Ce « retour en force du règlement intérieur  » (Liaisons sociales n° 15856 du 12 mai 2011) a conduit la Cour de Cassation à revenir sur sa jurisprudence qui refusait par principe le droit à un entretien préalable au salarié concerné par un avertissement.

Par son arrêt du 3 mai 2011, la Chambre sociale a cassé la décision rendue par une cour d’appel qui suivait docilement sa jurisprudence refusant de reconnaître le droit à un entretien préalable en cas d’avertissement en soulignant que « le règlement intérieur énonçait que, sauf en cas faute grave, il ne pourrait y avoir de licenciement que si le salarié a fait l’objet d’au moins deux sanctions, ce dont il résultait qu’un avertissement pouvait avoir une incidence sur la présence du salarié dans l’entreprise  ».

De l’information donnée par le règlement intérieur, il ressortait que l’avertissement pouvait avoir une incidence, même non immédiate, sur la présence du salarié dans l’entreprise. Le salarié pouvait donc légitimement revendiquer un entretien préalable.
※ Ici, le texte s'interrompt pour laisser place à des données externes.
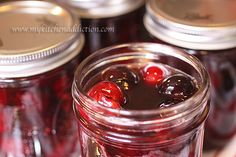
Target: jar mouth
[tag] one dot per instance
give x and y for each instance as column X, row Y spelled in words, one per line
column 102, row 8
column 149, row 50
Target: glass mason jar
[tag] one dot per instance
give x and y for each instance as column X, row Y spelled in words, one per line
column 207, row 30
column 36, row 73
column 108, row 22
column 176, row 131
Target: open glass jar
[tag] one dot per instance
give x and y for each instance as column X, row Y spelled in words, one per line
column 37, row 64
column 108, row 22
column 207, row 30
column 175, row 131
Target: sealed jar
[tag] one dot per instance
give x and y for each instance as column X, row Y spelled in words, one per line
column 207, row 30
column 37, row 62
column 108, row 22
column 175, row 131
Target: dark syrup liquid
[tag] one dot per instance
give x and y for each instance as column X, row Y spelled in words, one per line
column 140, row 95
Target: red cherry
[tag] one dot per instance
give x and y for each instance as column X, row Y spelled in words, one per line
column 153, row 75
column 107, row 94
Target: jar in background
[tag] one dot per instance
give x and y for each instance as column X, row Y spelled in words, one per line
column 37, row 63
column 108, row 22
column 176, row 131
column 207, row 30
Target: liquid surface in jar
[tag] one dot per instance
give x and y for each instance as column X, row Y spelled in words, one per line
column 141, row 86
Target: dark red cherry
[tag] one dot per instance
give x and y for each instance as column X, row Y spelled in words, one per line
column 177, row 88
column 107, row 94
column 123, row 77
column 153, row 75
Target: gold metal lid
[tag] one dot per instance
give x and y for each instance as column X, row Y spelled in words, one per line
column 194, row 24
column 103, row 8
column 36, row 37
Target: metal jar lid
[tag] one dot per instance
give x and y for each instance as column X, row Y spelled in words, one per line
column 193, row 24
column 103, row 8
column 36, row 37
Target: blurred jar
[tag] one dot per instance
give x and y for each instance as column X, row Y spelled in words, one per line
column 108, row 22
column 207, row 30
column 37, row 62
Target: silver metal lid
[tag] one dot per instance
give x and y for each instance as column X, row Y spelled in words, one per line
column 103, row 8
column 193, row 24
column 36, row 37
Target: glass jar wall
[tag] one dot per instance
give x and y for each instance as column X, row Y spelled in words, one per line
column 37, row 66
column 175, row 131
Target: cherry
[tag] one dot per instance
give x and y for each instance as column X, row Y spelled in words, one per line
column 123, row 77
column 153, row 75
column 177, row 88
column 107, row 94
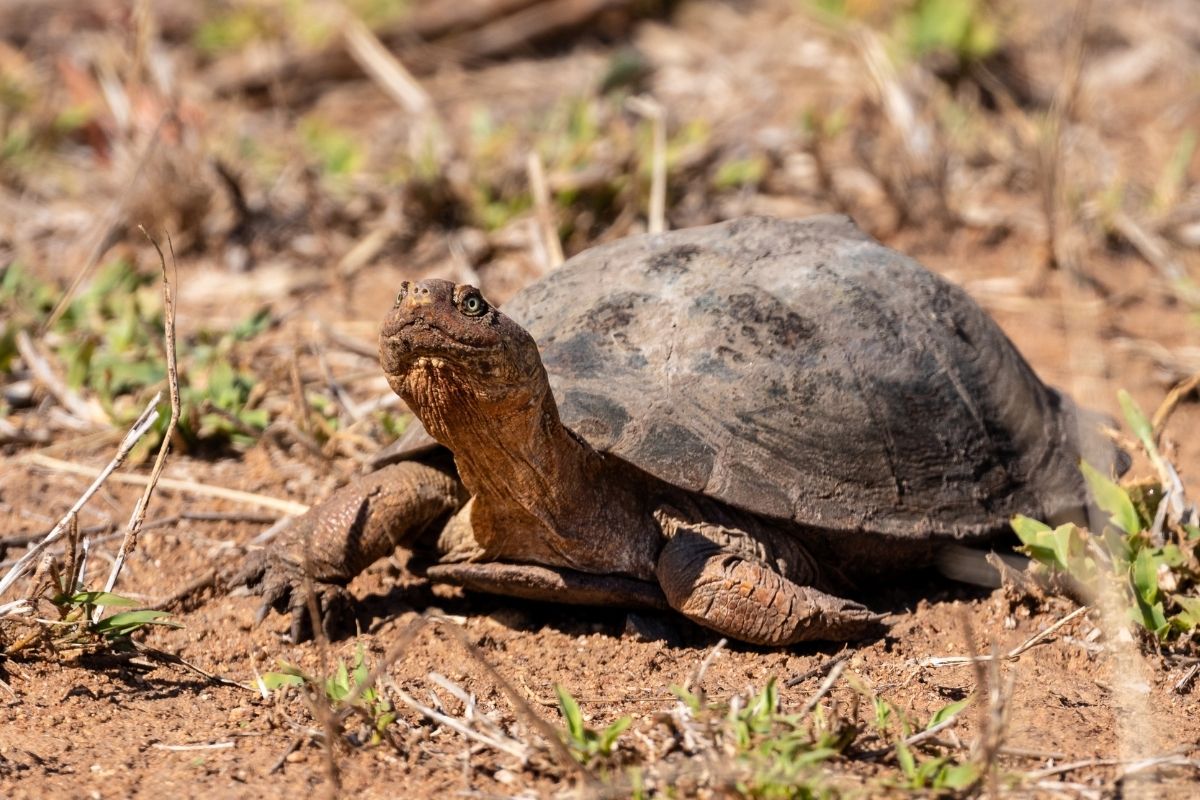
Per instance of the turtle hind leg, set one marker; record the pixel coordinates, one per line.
(750, 601)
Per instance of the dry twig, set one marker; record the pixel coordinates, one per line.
(148, 417)
(1012, 655)
(189, 487)
(139, 510)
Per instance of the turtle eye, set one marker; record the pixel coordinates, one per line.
(473, 305)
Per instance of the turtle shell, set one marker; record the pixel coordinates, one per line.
(802, 371)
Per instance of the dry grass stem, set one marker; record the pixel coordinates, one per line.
(653, 110)
(383, 67)
(67, 397)
(143, 423)
(505, 745)
(1174, 397)
(521, 705)
(820, 669)
(187, 487)
(108, 230)
(180, 749)
(1012, 655)
(547, 232)
(139, 510)
(697, 675)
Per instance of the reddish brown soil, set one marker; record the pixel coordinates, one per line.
(94, 727)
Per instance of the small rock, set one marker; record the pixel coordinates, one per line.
(653, 627)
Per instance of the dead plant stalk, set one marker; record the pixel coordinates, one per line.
(139, 510)
(148, 417)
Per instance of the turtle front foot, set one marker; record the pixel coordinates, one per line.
(282, 584)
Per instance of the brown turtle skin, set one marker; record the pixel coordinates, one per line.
(738, 422)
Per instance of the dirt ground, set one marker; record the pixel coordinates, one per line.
(1073, 217)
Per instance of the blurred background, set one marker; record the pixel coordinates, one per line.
(304, 157)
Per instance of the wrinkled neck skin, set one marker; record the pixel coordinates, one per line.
(540, 493)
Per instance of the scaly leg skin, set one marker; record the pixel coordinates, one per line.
(335, 540)
(750, 601)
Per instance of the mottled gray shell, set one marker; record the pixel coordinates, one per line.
(802, 371)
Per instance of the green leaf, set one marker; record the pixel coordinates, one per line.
(957, 776)
(1111, 498)
(1189, 617)
(610, 734)
(339, 686)
(947, 711)
(571, 715)
(1138, 422)
(1151, 617)
(94, 599)
(1144, 573)
(1027, 529)
(906, 761)
(125, 623)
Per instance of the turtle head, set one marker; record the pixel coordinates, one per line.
(447, 350)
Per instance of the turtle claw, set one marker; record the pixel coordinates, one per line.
(283, 587)
(335, 606)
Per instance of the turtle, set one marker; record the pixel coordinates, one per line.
(741, 422)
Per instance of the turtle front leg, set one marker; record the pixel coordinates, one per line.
(345, 534)
(748, 599)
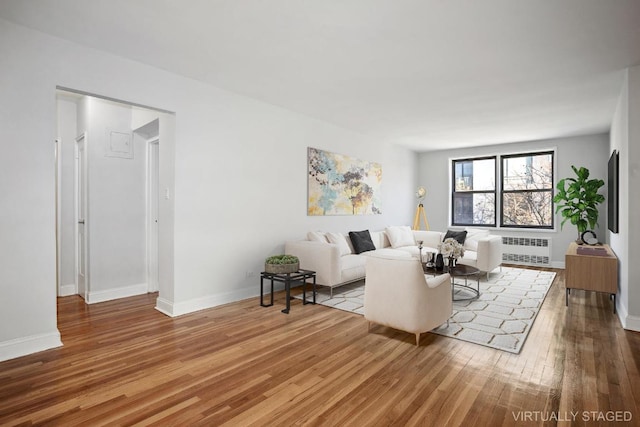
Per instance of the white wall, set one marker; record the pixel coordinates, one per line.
(625, 137)
(238, 193)
(590, 151)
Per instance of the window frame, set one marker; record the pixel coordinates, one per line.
(550, 190)
(499, 191)
(494, 191)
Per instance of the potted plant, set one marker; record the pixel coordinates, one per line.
(281, 264)
(578, 199)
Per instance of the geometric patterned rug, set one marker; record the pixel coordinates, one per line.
(500, 318)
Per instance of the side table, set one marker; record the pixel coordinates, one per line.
(459, 271)
(287, 278)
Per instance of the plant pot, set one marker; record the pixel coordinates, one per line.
(281, 268)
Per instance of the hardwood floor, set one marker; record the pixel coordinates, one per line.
(125, 363)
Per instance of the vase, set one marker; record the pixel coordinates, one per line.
(439, 262)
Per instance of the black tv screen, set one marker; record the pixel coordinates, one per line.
(612, 193)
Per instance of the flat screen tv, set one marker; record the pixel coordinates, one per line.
(612, 193)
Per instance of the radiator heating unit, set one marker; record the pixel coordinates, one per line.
(526, 250)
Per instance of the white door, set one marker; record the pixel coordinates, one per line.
(81, 215)
(153, 170)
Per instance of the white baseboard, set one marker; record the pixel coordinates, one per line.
(630, 323)
(633, 323)
(174, 309)
(116, 293)
(27, 345)
(66, 290)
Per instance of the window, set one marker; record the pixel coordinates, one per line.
(525, 186)
(527, 190)
(474, 192)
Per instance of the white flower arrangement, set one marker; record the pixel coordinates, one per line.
(451, 248)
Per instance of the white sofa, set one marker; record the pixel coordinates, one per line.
(397, 294)
(332, 256)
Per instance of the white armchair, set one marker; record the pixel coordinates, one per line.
(398, 294)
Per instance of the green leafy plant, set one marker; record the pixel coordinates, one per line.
(578, 199)
(282, 259)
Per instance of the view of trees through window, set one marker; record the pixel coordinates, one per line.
(526, 190)
(474, 195)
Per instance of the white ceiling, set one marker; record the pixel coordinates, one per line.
(425, 74)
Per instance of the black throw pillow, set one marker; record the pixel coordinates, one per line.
(361, 241)
(460, 236)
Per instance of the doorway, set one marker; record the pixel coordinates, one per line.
(80, 186)
(109, 186)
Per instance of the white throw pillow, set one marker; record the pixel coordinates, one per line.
(400, 236)
(473, 235)
(317, 236)
(341, 241)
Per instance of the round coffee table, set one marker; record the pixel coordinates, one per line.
(461, 271)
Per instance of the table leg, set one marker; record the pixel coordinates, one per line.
(262, 293)
(614, 303)
(304, 291)
(314, 290)
(287, 286)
Cette reconnaissance de la mise en œuvre des droits de la défense avant qu’intervienne l’avertissement présente plusieurs mérites.

Une bonne discussion permise par l’entretien préalable peut avoir pour effet que l’employeur n’écrive pas la lettre d’avertissement.

La confrontation des points de vue au cours de l’entretien préalable peut amener le salarié à constater une absence totale de légitimité de la sanction. Et si, malgré tout, celle-ci est prononcée, la victime de l’injustice disciplinaire, forte des arguments échangés lors de l’entretien préalable peut se sentir déterminée à en obtenir l’annulation en saisissant la juridiction prud’homale.

Dans les entreprises où existent des capacités d’action collective et de mobilisation en temps utile, le moment de l’entretien préalable peut être l’occasion de se retrouver tous ensemble devant le bureau (ou à l’intérieur, selon l’inspiration) du directeur ou du préposé à l’entretien jusqu’à ce le projet d’avertissement soit déclaré par son auteur nul et non avenu.